The U.S. S&P 500 rose more than 20 percent for a second straight year as investor excitement about artificial intelligence fueled strong gains in megacap tech stocks.
Despite a selloff in December, the basket of blue-chip stocks ended 2024 up 23.3 percent, after a 24.2 percent gain last year, marking its best two-year run of this century. The index has now made annual gains of more than 20 percent four times in the past six years.
The rally has been led by big tech stocks exposed to AI. Shares of chipmaker Nvidia have gained 172 percent for the year, while Meta, which also bet heavily on the nascent technology, is up 65 percent.
The S&P 500’s performance contrasted with European markets, with the Stoxx 600 gaining 6 percent and the FTSE 100 up 5.7 percent. An MSCI index of Asia-Pacific stocks rose 7.6 percent.
“The US (market) has rarely been this exceptional,” said Michael Metcalfe, head of macro strategy at State Global Markets.
Wall Street stocks were also lifted by the Federal Reserve cutting interest rates for the first time since the coronavirus pandemic and resilient economic data that reassured investors that the US is headed for a soft recession. Expectations of tax cuts and looser regulations during Trump’s second term have also fueled gains in recent months.
Bank of America strategist Benjamin Bowler said Trump’s “laissez-faire economics, tax cuts and deregulation,” along with a “potential AI revolution,” meant the rally was likely to continue into 2025. Even While 2024 was clearly “a good year” for the US stock market, “it may just be the beginning,” he said.
But Chris Jeffrey, head of macro at $1.4 trillion in asset fund manager Legal and General Investment Management, said there were “a lot of red flags that should make us a little bit cautious.”
The difference between the price-to-earnings ratios of US and European stocks can only be justified if “you believe that the last 10 years (of US tech-driven earnings growth) can go on and on for a while terribly long”. , he added.
Investors have also had to cancel their expectations of a rate cut over the next year. With inflation still above target, forecasts released by the Fed suggesting interest rates will fall in 2025 by less than previously hoped sparked the S&P 500’s worst session in four months in early December. That dampened investor exuberance after Trump’s election victory in November and helped send the index down 2.5 percent in December.

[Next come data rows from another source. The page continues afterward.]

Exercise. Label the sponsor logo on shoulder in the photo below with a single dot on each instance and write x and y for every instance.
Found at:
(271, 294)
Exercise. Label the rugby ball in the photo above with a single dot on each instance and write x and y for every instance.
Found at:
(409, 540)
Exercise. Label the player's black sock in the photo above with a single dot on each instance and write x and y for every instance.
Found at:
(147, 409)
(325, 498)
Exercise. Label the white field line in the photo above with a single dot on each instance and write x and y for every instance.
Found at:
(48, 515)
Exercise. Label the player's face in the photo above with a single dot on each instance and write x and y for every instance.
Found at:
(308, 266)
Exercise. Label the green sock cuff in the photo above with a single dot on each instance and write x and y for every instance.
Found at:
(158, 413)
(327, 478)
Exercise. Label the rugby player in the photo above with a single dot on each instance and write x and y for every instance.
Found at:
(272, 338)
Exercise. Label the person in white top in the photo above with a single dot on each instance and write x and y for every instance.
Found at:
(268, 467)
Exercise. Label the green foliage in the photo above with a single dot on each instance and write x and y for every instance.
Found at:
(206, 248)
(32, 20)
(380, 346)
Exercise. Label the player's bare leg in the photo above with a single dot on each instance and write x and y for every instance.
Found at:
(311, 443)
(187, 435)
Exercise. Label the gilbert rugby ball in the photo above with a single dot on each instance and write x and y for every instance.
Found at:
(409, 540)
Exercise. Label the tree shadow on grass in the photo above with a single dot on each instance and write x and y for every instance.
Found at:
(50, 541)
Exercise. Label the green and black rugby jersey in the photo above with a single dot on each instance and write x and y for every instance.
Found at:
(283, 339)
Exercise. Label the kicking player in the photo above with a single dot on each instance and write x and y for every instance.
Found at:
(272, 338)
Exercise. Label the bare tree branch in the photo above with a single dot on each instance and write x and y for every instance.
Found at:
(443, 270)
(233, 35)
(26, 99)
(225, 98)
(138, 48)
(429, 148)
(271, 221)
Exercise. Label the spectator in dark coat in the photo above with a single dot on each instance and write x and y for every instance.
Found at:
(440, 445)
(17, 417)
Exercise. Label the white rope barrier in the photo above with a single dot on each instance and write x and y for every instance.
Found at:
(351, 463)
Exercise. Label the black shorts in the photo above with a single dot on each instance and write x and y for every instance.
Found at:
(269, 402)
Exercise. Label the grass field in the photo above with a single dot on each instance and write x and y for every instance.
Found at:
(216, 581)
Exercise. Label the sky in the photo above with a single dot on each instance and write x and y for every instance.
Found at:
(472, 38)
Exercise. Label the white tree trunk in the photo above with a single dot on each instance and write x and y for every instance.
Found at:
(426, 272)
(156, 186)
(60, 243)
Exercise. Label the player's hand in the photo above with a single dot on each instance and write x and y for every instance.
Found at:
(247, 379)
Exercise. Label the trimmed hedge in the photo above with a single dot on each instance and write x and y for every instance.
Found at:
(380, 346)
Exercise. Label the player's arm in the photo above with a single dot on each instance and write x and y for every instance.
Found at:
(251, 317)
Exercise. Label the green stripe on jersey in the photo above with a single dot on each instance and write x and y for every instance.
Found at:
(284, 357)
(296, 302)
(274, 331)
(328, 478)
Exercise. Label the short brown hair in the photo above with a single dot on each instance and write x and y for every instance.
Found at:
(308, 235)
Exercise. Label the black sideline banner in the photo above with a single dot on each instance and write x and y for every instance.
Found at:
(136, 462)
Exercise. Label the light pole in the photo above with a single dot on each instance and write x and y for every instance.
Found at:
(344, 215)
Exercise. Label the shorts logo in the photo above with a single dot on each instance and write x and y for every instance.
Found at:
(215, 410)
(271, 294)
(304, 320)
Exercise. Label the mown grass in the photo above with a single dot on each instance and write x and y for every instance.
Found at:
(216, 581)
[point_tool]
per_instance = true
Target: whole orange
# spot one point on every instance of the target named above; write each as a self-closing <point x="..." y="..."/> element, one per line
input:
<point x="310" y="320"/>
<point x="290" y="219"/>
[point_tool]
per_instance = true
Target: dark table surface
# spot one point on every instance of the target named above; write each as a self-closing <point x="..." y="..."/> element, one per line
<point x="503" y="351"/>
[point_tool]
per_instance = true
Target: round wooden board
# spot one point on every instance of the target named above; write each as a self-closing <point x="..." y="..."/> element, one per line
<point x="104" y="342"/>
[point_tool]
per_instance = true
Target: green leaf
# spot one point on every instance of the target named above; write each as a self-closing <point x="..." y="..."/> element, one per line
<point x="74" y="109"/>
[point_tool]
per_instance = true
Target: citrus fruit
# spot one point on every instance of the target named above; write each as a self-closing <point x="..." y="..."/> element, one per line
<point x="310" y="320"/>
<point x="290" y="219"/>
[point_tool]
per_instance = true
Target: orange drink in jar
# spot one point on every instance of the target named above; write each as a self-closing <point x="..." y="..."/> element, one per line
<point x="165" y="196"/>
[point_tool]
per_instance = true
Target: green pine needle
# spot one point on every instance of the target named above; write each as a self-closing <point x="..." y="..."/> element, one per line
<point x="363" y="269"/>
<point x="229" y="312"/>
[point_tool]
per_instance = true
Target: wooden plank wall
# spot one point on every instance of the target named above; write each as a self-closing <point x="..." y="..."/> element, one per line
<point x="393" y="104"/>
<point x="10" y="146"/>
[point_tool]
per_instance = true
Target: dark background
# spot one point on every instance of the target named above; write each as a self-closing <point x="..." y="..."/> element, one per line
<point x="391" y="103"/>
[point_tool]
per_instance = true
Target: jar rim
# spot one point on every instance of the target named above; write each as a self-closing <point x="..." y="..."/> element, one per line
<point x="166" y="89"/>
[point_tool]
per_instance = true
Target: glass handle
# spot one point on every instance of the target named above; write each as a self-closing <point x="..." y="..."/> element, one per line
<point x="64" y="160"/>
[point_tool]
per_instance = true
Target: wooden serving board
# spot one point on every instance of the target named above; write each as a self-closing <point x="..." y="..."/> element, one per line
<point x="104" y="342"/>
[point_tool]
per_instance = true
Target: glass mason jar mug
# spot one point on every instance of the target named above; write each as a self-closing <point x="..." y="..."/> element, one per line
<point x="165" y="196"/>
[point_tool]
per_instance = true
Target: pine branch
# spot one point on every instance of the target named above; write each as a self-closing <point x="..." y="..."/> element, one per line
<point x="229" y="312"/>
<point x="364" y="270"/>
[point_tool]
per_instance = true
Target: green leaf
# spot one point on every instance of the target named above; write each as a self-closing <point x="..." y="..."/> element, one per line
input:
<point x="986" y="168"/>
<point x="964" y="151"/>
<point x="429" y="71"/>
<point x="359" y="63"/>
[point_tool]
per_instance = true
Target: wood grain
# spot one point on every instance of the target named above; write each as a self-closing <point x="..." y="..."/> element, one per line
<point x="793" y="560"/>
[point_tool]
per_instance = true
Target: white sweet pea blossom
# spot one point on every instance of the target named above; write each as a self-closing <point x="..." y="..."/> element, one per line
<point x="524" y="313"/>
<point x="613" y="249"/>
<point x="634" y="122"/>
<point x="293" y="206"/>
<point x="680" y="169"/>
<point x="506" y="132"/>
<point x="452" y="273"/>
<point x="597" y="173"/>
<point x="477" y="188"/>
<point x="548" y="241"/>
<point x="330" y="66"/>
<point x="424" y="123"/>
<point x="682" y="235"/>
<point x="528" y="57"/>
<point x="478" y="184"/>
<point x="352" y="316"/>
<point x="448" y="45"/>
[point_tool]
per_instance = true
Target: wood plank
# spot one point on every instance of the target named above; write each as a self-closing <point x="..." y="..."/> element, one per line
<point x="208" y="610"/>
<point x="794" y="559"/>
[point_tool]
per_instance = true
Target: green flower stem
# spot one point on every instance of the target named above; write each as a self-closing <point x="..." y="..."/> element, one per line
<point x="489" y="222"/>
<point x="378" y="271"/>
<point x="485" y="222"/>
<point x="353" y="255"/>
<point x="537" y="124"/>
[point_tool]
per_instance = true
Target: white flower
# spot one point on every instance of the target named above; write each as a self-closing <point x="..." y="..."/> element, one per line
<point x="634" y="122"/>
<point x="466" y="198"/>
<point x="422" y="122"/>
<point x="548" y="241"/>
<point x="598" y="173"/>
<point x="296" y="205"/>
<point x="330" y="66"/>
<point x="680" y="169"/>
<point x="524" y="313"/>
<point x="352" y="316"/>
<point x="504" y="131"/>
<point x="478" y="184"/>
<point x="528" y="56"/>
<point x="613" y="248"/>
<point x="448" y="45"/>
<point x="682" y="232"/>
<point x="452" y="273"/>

Megacap tech stocks including the so-called “Magnificent Seven” – Apple, Microsoft, Meta, Amazon, Alphabet, Nvidia and Tesla – were again the dominant force in the US market.
Bulls contend that big tech’s earnings growth and AI’s potential to boost productivity justify the valuations.
Mike Zigmont, co-head of trading and research at Wisdom Investment Group, said that, barring an earnings collapse, the Magnificent Seven would remain very popular in 2025 because of the large returns they have delivered in the past. “Investors just look for them,” he said.
But their gains have prompted jaded commentators to draw comparisons between today’s high market and the tech bubble that burst spectacularly at the turn of the millennium.
In contrast to the tech sector’s gains, industrial materials companies were among the S&P 500’s worst performers in 2024 as China’s struggling economy and fears of a yet-to-be-materialized U.S. recession dampened investor appetite .
Periods of volatility briefly interrupted the S&P 500’s steady climb. In addition to December’s decline, stocks sold off sharply in early August, with declines extending beyond the technology sector.

By early December, however, asset managers’ net long exposure to the S&P 500 had risen to the highest level in more than 20 years, according to Bank of America’s monthly survey of global fund managers, indicating “sentiment super- bullish”. Meanwhile, retail investor enthusiasm for stock market gains over the coming year has never been higher, according to Deutsche Bank.
However, Citi’s closely watched index of US economic surprises has fallen in recent weeks, indicating economic momentum is trending weaker than expected. Some analysts say slow growth in the amount of money circulating in the US economy, high Treasury yields and a strong dollar all point to a possible economic contraction in 2025.
Investors have been selling tech stocks in recent days, as the Russell 2000 index of small-cap stocks has fallen further from its November record high. The equal-weighted S&P 500, which gives a 0.2 percent weight to each component, has fallen 6.6 percent over the past month.
Focusing returns on big tech will remain a “pain trade” for investment funds that can only hold so much of any single stock, said Charlie McElligott, a strategist at Nomura.
Investors “simply can’t own enough” of the biggest names, he added.